Why does the order on positive elements respect the order on the norm?

Question

The question title doesn't quite convey what I mean, but close enough. I'm struggling with a bit of Davidson's "C* algebras by example", in his proof of Lemma 1.4.7. Our hypotheses: $0 \leq A \leq B$ are invertible elements of a $C^*$ algebra, where $X \geq Y$ means that $X-Y$ is a positive element. We encounter the following sentence:

Thus $(A^{1/2}B^{-1/2})^*(A^{1/2}B^{-1/2}) \leq I$; whence $\|A^{1/2}B^{-1/2}\| \leq 1$. The adjoint has the same norm, so $$I \geq (A^{1/2}B^{-1/2})(A^{1/2}B^{-1/2})^* = A^{1/2}B^{-1}A^{1/2}$$

I'm lost on this. Why does the "whence" actually follow?

Answer 1

The assertion says that $X^*X\leq I$ implies $\|X\|\leq 1$. First note that $\|X\|^2=\|X^*X\|$, so it is enough to show "if $0\leq X\leq I$, then $\|X\|\leq 1$".

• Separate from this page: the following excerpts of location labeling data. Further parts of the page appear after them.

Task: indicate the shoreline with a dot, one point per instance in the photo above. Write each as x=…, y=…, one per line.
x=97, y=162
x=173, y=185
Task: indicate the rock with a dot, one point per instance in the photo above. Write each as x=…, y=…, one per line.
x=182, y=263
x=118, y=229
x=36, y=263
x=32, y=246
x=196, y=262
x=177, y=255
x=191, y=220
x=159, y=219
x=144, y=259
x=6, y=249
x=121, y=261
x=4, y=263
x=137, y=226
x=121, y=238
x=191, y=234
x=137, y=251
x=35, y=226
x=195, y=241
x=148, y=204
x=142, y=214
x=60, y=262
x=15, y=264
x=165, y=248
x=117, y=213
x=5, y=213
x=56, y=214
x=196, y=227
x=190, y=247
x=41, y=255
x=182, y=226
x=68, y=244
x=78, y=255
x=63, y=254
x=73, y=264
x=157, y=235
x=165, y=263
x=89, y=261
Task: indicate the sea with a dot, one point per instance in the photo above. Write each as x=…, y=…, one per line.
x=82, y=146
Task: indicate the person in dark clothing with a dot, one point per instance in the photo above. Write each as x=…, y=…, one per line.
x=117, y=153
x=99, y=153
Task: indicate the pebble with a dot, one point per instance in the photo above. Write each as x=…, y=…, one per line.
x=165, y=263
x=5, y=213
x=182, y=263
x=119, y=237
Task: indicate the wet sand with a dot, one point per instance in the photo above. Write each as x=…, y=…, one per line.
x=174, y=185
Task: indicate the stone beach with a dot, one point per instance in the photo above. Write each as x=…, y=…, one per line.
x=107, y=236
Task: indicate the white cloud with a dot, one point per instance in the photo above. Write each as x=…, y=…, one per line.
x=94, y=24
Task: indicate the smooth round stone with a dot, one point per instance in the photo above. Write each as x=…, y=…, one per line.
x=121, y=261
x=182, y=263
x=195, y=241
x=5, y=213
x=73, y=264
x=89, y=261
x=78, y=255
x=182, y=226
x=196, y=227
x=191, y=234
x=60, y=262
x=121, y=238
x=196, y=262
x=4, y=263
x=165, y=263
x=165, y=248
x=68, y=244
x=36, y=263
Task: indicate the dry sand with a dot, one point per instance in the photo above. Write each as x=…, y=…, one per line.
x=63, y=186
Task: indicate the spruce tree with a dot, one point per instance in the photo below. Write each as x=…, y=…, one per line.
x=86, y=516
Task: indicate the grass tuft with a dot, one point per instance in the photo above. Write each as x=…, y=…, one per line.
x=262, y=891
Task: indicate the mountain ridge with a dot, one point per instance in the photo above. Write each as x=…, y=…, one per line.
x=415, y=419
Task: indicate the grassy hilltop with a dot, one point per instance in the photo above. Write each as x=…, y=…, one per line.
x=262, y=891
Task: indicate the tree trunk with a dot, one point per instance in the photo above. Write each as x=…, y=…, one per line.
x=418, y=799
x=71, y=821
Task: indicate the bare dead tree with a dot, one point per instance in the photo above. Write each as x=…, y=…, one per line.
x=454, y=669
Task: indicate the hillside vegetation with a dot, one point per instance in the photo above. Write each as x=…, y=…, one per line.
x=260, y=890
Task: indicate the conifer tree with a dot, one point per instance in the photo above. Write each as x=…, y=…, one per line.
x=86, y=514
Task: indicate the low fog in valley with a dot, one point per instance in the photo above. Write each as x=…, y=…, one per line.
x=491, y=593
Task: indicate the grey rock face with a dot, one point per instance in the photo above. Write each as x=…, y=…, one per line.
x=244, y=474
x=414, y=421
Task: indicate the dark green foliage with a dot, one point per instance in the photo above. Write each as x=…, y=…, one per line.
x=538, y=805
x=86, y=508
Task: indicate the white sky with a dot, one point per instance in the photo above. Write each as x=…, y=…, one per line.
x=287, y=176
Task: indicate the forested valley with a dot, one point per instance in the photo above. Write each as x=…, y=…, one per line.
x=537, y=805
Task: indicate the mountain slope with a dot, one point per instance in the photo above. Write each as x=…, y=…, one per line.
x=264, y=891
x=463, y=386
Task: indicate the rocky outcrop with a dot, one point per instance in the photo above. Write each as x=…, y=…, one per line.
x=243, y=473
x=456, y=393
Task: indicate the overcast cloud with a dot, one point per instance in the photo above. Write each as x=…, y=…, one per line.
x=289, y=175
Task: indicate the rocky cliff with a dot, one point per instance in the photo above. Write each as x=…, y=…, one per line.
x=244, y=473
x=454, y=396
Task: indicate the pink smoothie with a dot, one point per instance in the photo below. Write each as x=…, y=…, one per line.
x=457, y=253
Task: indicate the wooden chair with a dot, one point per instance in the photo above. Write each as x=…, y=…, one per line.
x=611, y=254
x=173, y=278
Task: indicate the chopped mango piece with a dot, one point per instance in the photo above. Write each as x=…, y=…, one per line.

Next you note that $0\leq X\leq I$ implies that $\sigma(X)\subset[0,1]$. And finally, using that $X$ is selfadjoint, $\|X^2\|=\|X\|^2$, which you use to show that $\|X\|$ equals the spectral radius of $X$. Then $\|X\|\leq1$.

Answer 2

Let $f(t) = t^2$, then $f(t)$ is a non-negative operator monotone function on $[0, \infty)$.

There is a theorem that says $f(||X||) \leq ||f(|X|)||$ when $f(t)$ is a non-negative

operator monotone function and $||.||$ is a normalized unitarily invariant norm.

Now, the statement at the beginning of $\star$ means that $|A^{1/2}B^{-1/2}|^2 \leq I$,

hence, $f(||A^{1/2}B^{-1/2})||) \leq ||f |A^{1/2}B^{-1/2}| || \leq ||f(I)|| = 1$

which implies that $||A^{1/2}B^{-1/2}|| \leq 1$.